Védédé, tu fais allusion au prix summilux.net.
Certains ont choisi d'être discrets, d'autres de faire beaucoup de publicité autour de leur participation.
Tu fais partie de la seconde catégorie.
Personnellement, j'ai fait aussi de nombreux concours cette année, mais pas photographiques. Certains ont été des échecs, d'autres m'ont permis de gagner ma vie. Jamais le jury ne s'explique.
Revenons au concours summilux.net. Tu remarques qu'il n'y a pas eu de commentaires après la proclamation des résultats. C'est vrai, et étonnant.
Mais peut-être n'ose-t-on rien dire car le résultat semble évident, et, après avoir applaudi le lauréat, l'exercice qui consiste à critiquer les autres dossiers proposés peut paraître un peu périlleux.
Si je devais faire ce jeu avec les travaux de deux membres éminents et actifs de notre
Pirate, j'ai nommé Marielle et Védédé, voici ce que je pourrais en dire.

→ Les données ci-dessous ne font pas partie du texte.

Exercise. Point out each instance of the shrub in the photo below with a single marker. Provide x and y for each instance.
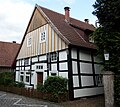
(55, 85)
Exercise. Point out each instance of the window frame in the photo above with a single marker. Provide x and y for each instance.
(54, 56)
(43, 36)
(29, 41)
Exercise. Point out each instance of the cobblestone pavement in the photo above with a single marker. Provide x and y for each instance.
(13, 100)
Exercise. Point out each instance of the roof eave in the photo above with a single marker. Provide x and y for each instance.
(53, 26)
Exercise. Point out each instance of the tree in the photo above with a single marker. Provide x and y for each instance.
(107, 37)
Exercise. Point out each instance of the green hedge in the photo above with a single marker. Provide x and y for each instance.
(54, 85)
(6, 78)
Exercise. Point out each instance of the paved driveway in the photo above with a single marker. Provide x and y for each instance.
(13, 100)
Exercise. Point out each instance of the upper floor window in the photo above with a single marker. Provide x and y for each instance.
(39, 67)
(54, 57)
(43, 36)
(26, 61)
(29, 41)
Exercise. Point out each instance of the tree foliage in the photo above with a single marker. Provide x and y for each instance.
(107, 37)
(108, 14)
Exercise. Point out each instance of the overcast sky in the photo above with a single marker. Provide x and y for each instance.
(15, 14)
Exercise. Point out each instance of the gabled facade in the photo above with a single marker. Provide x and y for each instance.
(8, 53)
(57, 45)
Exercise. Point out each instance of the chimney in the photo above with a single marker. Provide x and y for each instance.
(67, 14)
(86, 21)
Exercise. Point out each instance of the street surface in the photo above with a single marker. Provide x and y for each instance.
(13, 100)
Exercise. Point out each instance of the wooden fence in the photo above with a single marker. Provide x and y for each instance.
(34, 93)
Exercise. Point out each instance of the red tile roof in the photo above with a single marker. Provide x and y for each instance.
(73, 32)
(8, 52)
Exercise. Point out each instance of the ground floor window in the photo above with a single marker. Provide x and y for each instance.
(21, 78)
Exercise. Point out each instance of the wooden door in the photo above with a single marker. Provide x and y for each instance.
(40, 77)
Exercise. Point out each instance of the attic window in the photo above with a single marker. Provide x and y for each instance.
(29, 41)
(54, 56)
(43, 36)
(91, 39)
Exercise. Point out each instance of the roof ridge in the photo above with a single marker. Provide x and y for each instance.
(63, 15)
(9, 42)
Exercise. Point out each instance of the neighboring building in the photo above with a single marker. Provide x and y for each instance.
(56, 44)
(8, 52)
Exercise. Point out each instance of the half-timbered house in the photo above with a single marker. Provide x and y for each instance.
(58, 45)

Le dossier de Marielle est intéressant, émouvant, et porte en germe un futur livre que l'on imagine aisément au regard de ce qu'elle a déjà fait par ailleurs avec ses premières séries en noir et blanc, et ce qu'elle a fait depuis, publié ici même.
Mais une nécessaire sélection sévère, appuyée par un discours construit, n'est pas encore faite, et en conséquence, on peut considérer qu'elle a présenté une œuvre en devenir, qui n'est pas satisfaisante dans la forme proposée pour le concours.

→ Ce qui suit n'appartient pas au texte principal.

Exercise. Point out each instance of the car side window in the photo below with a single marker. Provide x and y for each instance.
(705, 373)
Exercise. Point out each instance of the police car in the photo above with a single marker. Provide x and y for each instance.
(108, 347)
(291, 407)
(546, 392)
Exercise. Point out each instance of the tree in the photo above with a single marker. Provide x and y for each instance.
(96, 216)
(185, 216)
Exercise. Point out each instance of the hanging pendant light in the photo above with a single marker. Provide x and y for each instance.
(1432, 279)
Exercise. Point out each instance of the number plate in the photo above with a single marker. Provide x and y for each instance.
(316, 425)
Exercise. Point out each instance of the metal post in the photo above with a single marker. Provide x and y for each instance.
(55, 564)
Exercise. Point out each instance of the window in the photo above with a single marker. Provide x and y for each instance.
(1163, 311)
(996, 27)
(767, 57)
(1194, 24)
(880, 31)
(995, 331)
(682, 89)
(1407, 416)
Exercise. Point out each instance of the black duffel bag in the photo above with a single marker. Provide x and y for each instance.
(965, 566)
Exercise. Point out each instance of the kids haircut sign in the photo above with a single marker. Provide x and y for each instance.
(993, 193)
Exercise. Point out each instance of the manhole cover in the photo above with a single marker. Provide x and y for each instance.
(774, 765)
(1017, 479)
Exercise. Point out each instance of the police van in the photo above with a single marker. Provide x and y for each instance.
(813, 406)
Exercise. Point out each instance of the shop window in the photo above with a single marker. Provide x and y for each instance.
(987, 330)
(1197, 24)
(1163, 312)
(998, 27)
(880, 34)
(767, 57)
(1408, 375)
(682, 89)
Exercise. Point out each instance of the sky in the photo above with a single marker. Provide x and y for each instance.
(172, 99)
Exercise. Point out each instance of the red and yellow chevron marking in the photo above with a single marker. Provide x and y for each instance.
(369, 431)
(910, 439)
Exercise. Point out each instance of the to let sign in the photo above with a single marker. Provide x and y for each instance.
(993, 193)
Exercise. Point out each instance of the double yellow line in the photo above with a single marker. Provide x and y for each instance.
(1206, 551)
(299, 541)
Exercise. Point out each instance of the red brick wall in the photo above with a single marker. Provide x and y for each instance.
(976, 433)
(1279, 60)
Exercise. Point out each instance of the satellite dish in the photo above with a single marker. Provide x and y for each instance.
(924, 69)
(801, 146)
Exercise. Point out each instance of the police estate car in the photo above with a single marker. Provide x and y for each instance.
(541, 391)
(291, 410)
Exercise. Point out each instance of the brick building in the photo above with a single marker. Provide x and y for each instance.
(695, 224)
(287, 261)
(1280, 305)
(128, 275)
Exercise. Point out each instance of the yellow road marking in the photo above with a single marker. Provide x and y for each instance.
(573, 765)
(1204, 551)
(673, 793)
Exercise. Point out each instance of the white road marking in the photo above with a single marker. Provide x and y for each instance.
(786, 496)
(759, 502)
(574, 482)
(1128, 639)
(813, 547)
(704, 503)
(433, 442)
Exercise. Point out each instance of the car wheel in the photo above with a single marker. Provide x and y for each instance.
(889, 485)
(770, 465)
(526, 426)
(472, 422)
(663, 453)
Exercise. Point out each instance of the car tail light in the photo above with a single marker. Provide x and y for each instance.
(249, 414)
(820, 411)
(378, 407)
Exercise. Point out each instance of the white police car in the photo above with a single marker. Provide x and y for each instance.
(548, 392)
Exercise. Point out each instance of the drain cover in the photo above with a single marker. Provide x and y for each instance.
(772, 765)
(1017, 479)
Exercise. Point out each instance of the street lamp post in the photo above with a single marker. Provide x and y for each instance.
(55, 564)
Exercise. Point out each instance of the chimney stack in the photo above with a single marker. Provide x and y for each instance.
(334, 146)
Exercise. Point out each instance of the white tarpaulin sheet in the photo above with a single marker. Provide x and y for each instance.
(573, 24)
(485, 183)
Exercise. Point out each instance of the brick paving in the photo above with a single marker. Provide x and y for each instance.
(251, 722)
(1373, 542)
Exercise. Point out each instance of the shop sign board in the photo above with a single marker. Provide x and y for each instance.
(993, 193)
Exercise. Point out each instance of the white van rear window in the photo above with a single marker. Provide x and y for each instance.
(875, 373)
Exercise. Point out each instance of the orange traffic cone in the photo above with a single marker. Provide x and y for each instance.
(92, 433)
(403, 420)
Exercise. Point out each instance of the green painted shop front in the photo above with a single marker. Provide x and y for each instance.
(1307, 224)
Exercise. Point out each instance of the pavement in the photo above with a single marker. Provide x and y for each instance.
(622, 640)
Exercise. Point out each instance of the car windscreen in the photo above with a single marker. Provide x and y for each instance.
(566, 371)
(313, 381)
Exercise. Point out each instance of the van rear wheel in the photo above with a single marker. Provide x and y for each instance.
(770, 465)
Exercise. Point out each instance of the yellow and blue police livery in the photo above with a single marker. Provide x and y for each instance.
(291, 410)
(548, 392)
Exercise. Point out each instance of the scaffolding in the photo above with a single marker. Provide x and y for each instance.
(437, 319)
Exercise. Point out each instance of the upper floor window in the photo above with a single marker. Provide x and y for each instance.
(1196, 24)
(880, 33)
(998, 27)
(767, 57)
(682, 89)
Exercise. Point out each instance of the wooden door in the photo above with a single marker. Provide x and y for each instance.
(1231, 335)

Ainsi, en raison également d'une forme photographique plus proche du reportage que de la belle photographie, sans reportage écrit, son dossier proposé ne pouvait objectivement pas l'emporter.
Le dossier de Védédé souffre de quelques faiblesses de même nature que celui de Marielle : il n'est pas abouti, la qualité photographique est insuffisante, et hétérogène.

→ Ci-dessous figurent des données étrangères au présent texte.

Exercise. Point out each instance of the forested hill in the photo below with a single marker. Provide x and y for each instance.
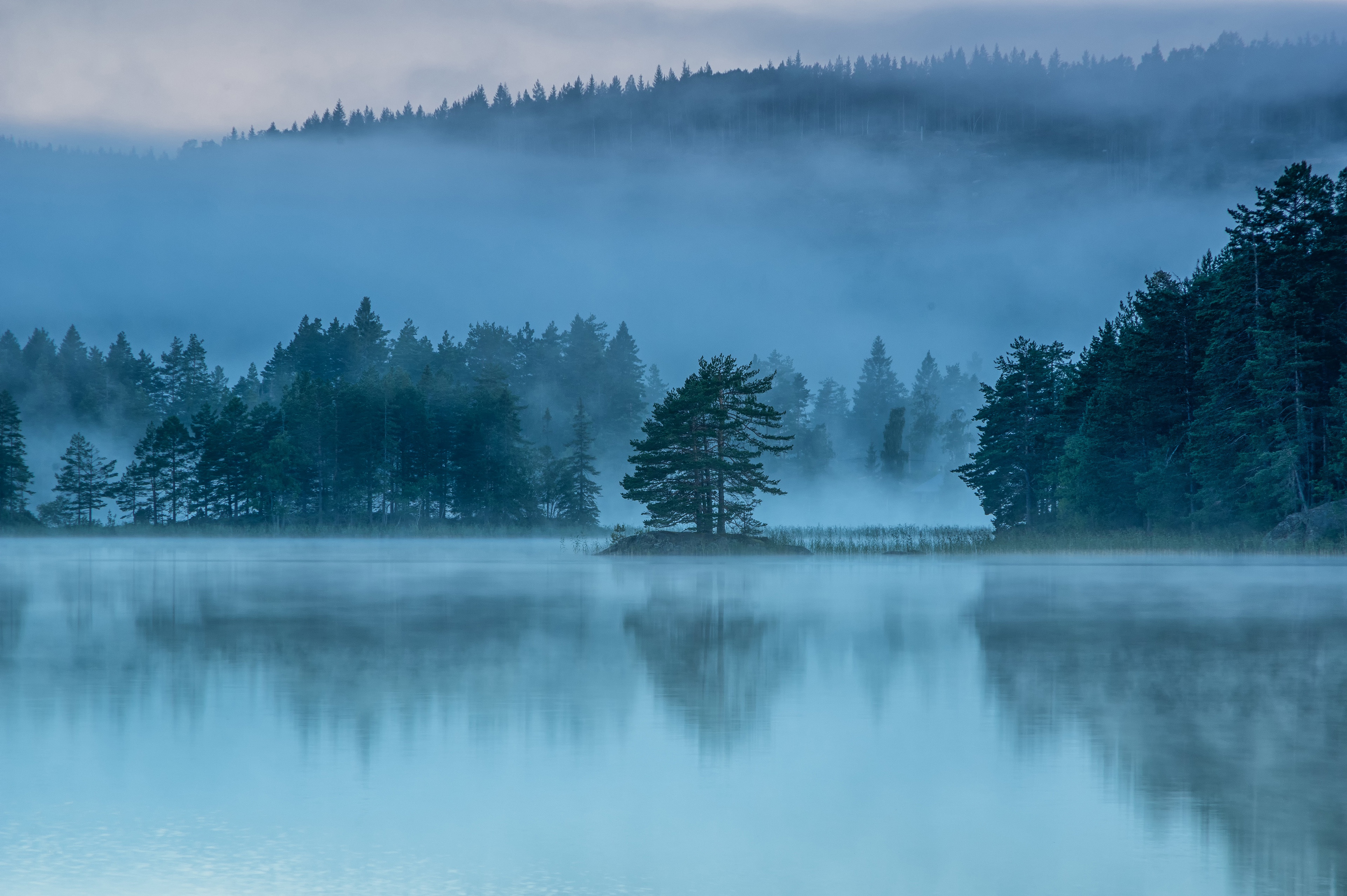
(1253, 100)
(1212, 401)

L'autre faiblesse, supplémentaire me semble-t-il, est le thème absolument dérisoire.
Je n'ai rien contre le dérisoire, mais je crois qu'il faut, lorsqu'on se frotte à ce type de jeux, être d'une rigueur et d'une perfection absolues.
Les références qui me viennent à l'esprit concernant ce genre d'exercice se situent du côté des Oulipiens et de leurs camarades, et tout particulièrement de Raymond Queneau (
Exercices de style, Gallimard, 1947), ou Georges Perec (Avec Barandard,
La cathédrale de Chartres dans tous ses états, Denoël, 1982, (montages photographiques), ou
Tentatives d'épuisement d'un lieu parisien, Christian Bourgois, 1975). On peut aussi penser aux
Cronopes et fameux de Julio Cortazar (Gallimard, 1962).
Certes, ces références sont essentiellement littéraires, mais je les choisis parce que leurs auteurs créent des développements ludiques et formels sur la base d'une idée d'origine ténue, minuscule, et qu'en l'exploitant avec talent et beaucoup de travail, ces écrivains amusants donnent à leur jeu une épaisseur supplémentaire, poétique.
Ainsi, le fait que
coin puisse signifier plusieurs choses différentes, et se mettre en images, ne se suffit pas. Il faut non seulement que ce jeu de mots prenne un peu plus de densité, mais aussi que les photos ne puissent souffrir la critique, qu'elles s'imposent comme évidentes.
La seule que je retiendrai personnellement est celle des chiens qui arrivent de chaque côté du coin, très dynamique et amusante.
Elle gagnerait malgré tout, à mon avis, à ne pas avoir été faite au si grand angle.
Cela m'amène à mon avant-dernier commentaire à ce sujet : l'usage trop systématique du très grand angle, des plongées et contre-plongées trop évidentes produisent une dramatisation facile qui dessert les photos qui s'en trouvent soit un peu bancales, soit maniérées.
Mon dernier commentaire concerne le noir et blanc issu de couleur désaturée, qui manque de naturel et de dynamique.